Remerciements pour le Prix Louise Labé
par Michèle Finck
C’est avec grande
émotion que je voudrais tout d’abord faire résonner ici le mot « merci ».
Permettez-moi de le faire résonner
non seulement en langue française mais plus significativement encore en langue
italienne (« grazie »)
et en langue espagnole (« gracias »),
où il est directement issu du latin « gratia »
qui désigne la « grâce ». C’est ce sens de « grâce » que je souhaite déployer
ici, en disant que c’est à proprement parler une grâce que me fait le jury du
Prix Louise Labé en me décernant ce très beau Prix.
À ce jury qui me
fait cette « grâce », je souhaite dire ma très profonde « gratitude ». Cette
« gratitude » je voudrais l’exprimer d’abord à Claudine Helft, présidente du
jury. Son appel téléphonique du mardi 28 avril au soir où elle m’a annoncé que
j’avais obtenu le Prix Louise Labé, demeurera toujours inscrit dans ma mémoire
comme un événement. Cette « gratitude » , je souhaite l’exprimer aussi à
Béatrice Bonhomme et à Gabrielle Althen, certes pour les mots encourageants et
rayonnants qu’elles viennent de prononcer, mais aussi pour leurs propres œuvres
poétiques qui comptent beaucoup pour moi et qui me sont en elles-mêmes déjà
un soutien. Je souhaite aussi remercier très vivement, pour leur force
d’exemple en poésie, les autres membres du jury : Hélène Dorion, Sylviane
Dupuis, Anne Rothschild et Nohad Salameh-Alyn.
Si je ressens le
Prix Louise Labé comme une « grâce », c’est peut-être surtout parce que j’ai
écrit mon livre
La Troisième Main
dans une grande solitude, condition même de la création, me semble-t-il. En me
décernant le Prix Louise Labé, le jury me permet d’avoir le sentiment heureux
que mon livre est partageable. C’est pour cette ouverture aux autres qu’il
intensifie que je voudrais tout particulièrement remercier le jury. Avoir été
lue, élue, reconnue me donne la force de continuer à me risquer sur la voie
difficile de la poésie, cette face Nord de l’écriture, la plus redoutable
parfois, même si sans doute la plus exaltante et finalement salvatrice.
Je remercie le jury
d’avoir profondément senti à quel point la poésie est pour moi une condition de
vie, mais aussi à quel point il m’importe sans cesse de défendre la poésie des
autres.
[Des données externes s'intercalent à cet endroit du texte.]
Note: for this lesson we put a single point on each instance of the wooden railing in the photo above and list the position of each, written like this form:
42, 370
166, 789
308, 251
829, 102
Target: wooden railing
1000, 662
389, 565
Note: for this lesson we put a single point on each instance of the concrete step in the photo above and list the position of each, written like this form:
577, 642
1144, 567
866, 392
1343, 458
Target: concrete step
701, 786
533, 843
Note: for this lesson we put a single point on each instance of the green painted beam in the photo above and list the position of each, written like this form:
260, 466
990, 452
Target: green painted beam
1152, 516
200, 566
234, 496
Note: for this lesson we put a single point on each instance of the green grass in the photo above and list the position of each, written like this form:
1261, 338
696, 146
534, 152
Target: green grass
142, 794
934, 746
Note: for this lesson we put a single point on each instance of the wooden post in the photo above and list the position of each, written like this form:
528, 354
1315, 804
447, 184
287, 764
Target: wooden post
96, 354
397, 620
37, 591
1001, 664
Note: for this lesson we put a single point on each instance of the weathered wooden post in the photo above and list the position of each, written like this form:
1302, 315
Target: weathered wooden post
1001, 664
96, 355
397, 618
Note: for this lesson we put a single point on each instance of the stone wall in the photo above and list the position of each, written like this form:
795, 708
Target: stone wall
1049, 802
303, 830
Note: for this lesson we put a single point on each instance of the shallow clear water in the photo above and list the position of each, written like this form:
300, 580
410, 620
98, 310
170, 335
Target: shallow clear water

A cet égard, mes livres de poèmes et mes essais critiques sont un seul
et même acte créateur, qui inclut aussi mes livres avec les artistes.
Ma reconnaissance
pour ce prix est d’autant plus forte que je suis depuis longtemps une lectrice
fervente de l’œuvre de Louise Labé, première grande œuvre de poésie écrite par
une femme en langue française. À cet égard, la poésie de Louise Labé est une
origine majeure pour toutes les voix de femmes en poésie. Qui plus est, certains
vers des
Sonnets
de Louise Labé me semblent avoir été
écrits aujourd’hui, tant je les sens proches de moi.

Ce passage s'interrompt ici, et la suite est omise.